There’s no reason to prioritize 5G
One of the biggest mobile trends this year is 5G, and we’re already seeing flagship smartphones ship with the next-generation technology. Huawei outed the first commercially available 5G-capable smartphone in the Philippines with their Mate 30 Pro 5G a few weeks ago, with Samsung following suit with their new Galaxy S20, S20+, and S20 Ultra.
Clearly 5G will be a big feature moving forward, but I personally don’t think you should buy a phone based on its capability to use that next-gen network alone.
For one thing, not all 5G phones are made equal. Samsung’s new Galaxy S20 series, for example, don’t all connect to the same kind of network.
While 5G is an all-encompassing term that’s used to refer to the next evolution of mobile networks, there are several technologies involved in making 5G happen, and it’s all related to networks. We’re not going to get bogged down in the weeds, but for the purposes of this article, we’re going to talk about two of the most important ones: low-band spectrum (AKA sub6) and high-band spectrum (aka millimeter wave).
Of the two, millimeter wave (mmWave) tech is the most desirable since it delivers the best performance out of the two, delivering speeds that theoretically is capable of reaching over 1Gbps. The downside here is that these new high-frequency signals can’t travel far, and sometimes have trouble penetrating walls and other obstructions.
Low-band spectrum isn’t as fast as millimeter-wave tech, but the upside here is that it reaches farther and can be used to supplement LTE connections to give a speed bump, but again you’re not going to get the same speeds as having a phone with mmWave capability.
Of Samsung’s new phones, only the Galaxy S20+ and Galaxy S20 Ultra have mmWave capabilities, leaving the Galaxy S20 with only sub6 5G capability.
This isn’t a phenomenon that will only happen with Samsung – phone manufacturers will probably have different flavors of 5G, and it’s more than likely more affordable 5G capable phones might only ship with the sub6 and not mmWave capability.
The biggest problem I have right now with 5G is that there’s no clear use case for consumers right now to make the jump to 5G, at least in the Philippines.
While telcos tend to pull out fast download speeds as the main metric to illustrate how fast 5G is, those fast download speeds are not much use to our data-throttled lives.

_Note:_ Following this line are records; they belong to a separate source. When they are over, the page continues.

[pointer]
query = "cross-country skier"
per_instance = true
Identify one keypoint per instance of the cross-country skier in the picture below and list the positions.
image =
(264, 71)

Many of 5G’s benefits like low-latency aren’t much use for a large majority of the population right now.
And while one benefit of 5G would be the decongestion of 4G networks as more people transfer to the new tech, that’s not going to happen this year as telcos are still working to put up their 5G infrastructure.
So to sum it up: don’t buy a phone solely for its 5G capabilities if you’re shopping for a new smartphone this 2020.
While having a phone with 5G capability is great and makes your device future-proof, 5G capability should be way down your priority list when it’s time to pull the trigger on a new phone.
You should consider performance, battery, and the cameras first before anything else.